What is an Agent?
A 2501 agent is an AI-powered operator capable of understanding context by analyzing tasks and interpreting system states, planning execution by breaking down complex operations into logical steps, taking action through commands and file modifications, adapting dynamically based on outputs and errors, and operating autonomously to complete multi-step tasks without constant intervention. Unlike traditional automation scripts, agents reason about their environment and make informed decisions rather than following rigid procedural logic.
Agent Architecture
Engine Pair
Every agent uses two LLMs in tandem:- Main Engine: Handles direct task execution, file manipulation, and command execution
- Secondary Engine: Manages orchestration, planning, validation, and oversight
Specialty Configuration
Agents are assigned a Specialty that provides domain-specific guidance and workflows, ranging from general-purpose (SYSOPS) to highly specialized configurations like TERRAFORM_SPECIALIST or AWS_CLI_EXPERT.
Operational Constraints
Agents operate within boundaries defined by Operational Rules (organization-wide mandatory procedures), Blacklists (prohibited commands), and Credentials (secure access to systems).Credential Access Control
Each agent has an explicit credential allowlist — a list of credentials it may reference by name during task execution. Configure the list from the agent create or edit form. Only credentials on the allowlist are advertised to the agent; secret values are never exposed. Named credential placeholders in commands (e.g.{{secret:my-api-key}}) resolve only when the referenced credential appears on the agent’s allowlist. An empty allowlist means no named credentials are available to the agent.
Memory and Context
Agents maintain task history within their context window, allowing them to reference previous operations, build on prior work, and maintain continuity across related tasks. When context limits are approached, tasks can be archived to clear memory while preserving agent configuration.Execution Modes: Investigate vs Remediate
Agents support two execution modes that control what actions they can take:- Remediate (default): The agent diagnoses issues and applies fixes: commands, file changes, service restarts, etc.
- Investigate: Read-only analysis.

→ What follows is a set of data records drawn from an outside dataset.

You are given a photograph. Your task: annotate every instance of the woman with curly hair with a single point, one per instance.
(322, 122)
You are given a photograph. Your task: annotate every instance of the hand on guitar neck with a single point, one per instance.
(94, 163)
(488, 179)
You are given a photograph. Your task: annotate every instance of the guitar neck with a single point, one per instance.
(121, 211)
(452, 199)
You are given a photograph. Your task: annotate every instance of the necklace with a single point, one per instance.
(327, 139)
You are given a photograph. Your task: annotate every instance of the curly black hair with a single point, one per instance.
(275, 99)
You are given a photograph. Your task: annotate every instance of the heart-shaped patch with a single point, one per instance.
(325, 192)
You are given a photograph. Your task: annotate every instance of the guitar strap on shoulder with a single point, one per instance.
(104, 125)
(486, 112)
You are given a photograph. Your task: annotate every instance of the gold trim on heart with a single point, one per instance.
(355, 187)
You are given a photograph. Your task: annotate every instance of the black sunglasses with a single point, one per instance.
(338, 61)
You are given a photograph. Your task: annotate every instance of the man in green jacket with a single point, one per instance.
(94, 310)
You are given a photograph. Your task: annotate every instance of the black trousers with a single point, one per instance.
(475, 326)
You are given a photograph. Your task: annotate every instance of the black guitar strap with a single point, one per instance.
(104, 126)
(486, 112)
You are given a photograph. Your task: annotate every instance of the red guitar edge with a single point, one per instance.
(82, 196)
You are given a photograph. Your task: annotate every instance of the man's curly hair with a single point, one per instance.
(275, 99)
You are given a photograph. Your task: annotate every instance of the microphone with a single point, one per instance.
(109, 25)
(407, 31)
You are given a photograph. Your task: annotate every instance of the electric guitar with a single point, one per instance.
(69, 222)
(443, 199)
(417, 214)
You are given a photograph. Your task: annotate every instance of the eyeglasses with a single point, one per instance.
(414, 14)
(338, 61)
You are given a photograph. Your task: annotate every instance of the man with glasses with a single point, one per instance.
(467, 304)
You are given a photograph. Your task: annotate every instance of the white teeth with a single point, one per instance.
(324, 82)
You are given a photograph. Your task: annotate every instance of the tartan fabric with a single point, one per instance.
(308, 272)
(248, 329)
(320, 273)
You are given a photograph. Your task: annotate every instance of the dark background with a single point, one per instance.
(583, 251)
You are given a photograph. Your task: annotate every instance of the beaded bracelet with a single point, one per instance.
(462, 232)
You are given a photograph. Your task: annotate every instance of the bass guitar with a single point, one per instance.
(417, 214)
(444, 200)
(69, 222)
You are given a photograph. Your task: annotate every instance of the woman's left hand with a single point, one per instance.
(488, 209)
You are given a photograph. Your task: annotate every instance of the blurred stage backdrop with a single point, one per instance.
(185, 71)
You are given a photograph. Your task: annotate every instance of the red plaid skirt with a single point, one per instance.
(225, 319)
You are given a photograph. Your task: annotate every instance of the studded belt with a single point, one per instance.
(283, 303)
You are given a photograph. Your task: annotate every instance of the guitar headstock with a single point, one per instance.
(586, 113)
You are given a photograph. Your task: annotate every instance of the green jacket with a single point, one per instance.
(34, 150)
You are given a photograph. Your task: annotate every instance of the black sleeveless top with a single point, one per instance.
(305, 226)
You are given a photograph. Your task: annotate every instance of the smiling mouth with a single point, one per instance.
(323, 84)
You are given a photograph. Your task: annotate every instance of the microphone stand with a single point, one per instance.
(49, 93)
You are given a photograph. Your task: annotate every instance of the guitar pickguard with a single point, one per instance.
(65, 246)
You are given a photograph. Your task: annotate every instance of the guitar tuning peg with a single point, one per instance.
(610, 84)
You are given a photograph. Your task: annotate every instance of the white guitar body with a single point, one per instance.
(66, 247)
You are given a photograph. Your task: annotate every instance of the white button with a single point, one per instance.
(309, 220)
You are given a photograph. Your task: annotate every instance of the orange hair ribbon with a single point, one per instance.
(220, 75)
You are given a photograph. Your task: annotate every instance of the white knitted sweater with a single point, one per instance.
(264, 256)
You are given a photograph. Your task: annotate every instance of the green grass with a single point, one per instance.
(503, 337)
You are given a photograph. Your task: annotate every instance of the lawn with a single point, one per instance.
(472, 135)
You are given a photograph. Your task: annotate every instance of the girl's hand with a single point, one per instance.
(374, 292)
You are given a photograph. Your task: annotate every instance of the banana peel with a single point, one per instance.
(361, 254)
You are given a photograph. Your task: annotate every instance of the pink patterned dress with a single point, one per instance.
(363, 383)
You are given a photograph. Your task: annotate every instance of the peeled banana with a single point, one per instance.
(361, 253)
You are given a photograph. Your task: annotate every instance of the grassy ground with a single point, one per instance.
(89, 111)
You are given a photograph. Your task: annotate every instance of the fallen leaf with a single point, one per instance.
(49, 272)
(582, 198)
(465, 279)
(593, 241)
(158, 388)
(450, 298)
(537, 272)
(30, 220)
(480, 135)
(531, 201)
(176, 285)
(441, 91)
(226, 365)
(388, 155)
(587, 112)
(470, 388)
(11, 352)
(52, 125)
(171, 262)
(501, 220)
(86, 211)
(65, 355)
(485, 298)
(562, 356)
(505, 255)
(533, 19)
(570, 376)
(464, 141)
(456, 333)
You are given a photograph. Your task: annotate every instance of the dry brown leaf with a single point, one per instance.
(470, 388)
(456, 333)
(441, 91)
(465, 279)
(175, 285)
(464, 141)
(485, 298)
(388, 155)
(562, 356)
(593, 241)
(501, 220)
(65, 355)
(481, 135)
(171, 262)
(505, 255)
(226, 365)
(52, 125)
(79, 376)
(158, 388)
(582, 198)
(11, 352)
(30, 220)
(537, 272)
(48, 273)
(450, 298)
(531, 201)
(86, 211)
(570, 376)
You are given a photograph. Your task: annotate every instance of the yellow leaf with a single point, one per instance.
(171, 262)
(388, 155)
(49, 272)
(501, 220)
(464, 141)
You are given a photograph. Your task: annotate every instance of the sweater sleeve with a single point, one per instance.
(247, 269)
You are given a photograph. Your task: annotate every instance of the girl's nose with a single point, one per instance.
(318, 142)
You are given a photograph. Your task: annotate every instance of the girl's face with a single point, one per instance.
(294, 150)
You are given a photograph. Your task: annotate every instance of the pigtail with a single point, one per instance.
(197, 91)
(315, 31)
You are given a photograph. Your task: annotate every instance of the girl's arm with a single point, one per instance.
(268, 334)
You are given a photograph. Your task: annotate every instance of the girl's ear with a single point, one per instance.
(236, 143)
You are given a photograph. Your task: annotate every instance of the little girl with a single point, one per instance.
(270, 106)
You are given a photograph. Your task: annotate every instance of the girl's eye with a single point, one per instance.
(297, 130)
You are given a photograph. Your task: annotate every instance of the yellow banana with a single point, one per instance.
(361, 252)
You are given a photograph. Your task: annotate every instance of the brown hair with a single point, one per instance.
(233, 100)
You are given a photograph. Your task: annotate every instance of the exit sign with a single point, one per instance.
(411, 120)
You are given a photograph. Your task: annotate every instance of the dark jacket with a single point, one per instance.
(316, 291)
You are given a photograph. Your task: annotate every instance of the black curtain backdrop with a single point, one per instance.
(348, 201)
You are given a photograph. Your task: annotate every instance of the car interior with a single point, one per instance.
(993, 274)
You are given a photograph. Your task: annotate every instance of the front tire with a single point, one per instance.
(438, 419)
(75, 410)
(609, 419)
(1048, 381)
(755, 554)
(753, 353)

The agent diagnoses and reports findings without making any changes to the target system.
| Level | How | Scope |
|---|---|---|
| Ticket | Tag with @2501:investigate or @2501:remediate in the ticket body or comments | Single ticket/job: defaults to remediate if no tag is present |
| Specialty | Pin to investigate-only in the specialty settings | All agents using that specialty: acts as a ceiling that overrides ticket requests |
@2501:investigation and @2501:remediation also work.
The specialty constraint is a ceiling: if a specialty is pinned to investigate_only, any agent using it will always run in read-only mode, even if the ticket is tagged @2501:remediate. When this happens, the resolution is flagged as partial rather than a failure. This lets you safely deploy large fleets of agents and selectively enable remediation by changing a single setting on the specialty.
Tickets and jobs running in Investigate mode show a visible Investigate badge in the Command Center.
Local vs Remote Execution
Remote execution is the default and what virtually every deployment uses. The agent runs in 2501’s infrastructure and connects to the target machine via the configured protocol (SSH, WinRM, gMSA over Kerberos). Tasks run without installing the CLI on the target, agent management stays centralized, and the same agent can operate across a fleet. Local execution is also supported — the agent runs directly on the machine where the 2501 CLI is installed, with direct filesystem and process access — but it’s reserved for niche developer workflows and is rarely chosen in production. The execution mode is transparent to the agent itself. It uses the same capabilities regardless of where it runs.
Agent Lifecycle
Creation
Agents are created through the Command Center UI (full-featured) or CLI (streamlined for quick deployment). During creation, assign a host, select main and secondary engines, assign a specialty, enable remote execution if needed, assign plugins, and configure credentials (for remote execution).
Configuration
After creation, agents can be modified to change engine assignments, update specialty configurations, add or remove credentials, and adjust operational constraints.Task Execution
Agents receive tasks through natural language instructions. The secondary engine analyzes the request and gathers context. It creates an execution plan, then the main engine executes actions and validates results. The agent adapts as needed and reports completion or escalates issues.Memory Management
As agents work, their context window fills with task history. Manage memory by archiving completed tasks individually, clearing all memory for a fresh start, or selectively archiving unrelated tasks while preserving relevant context.Modification and Deletion
Agents can be edited or removed through the Command Center UI (full management) or CLI (limited management for active agents).
Agent Organization
Organization Scoping
Agents belong to specific organizations, with available specialties, operational rules, blacklisted commands, and accessible credentials. This scoping enables different teams or environments to maintain separate operational standards while sharing infrastructure.Agent Naming
Choose agent names that indicate purpose or responsibility (e.g.,aws-prod-manager, db-backup-agent), target environment (e.g., staging-deployer, prod-monitor), or specialty domain (e.g., terraform-provisioner, k8s-operator).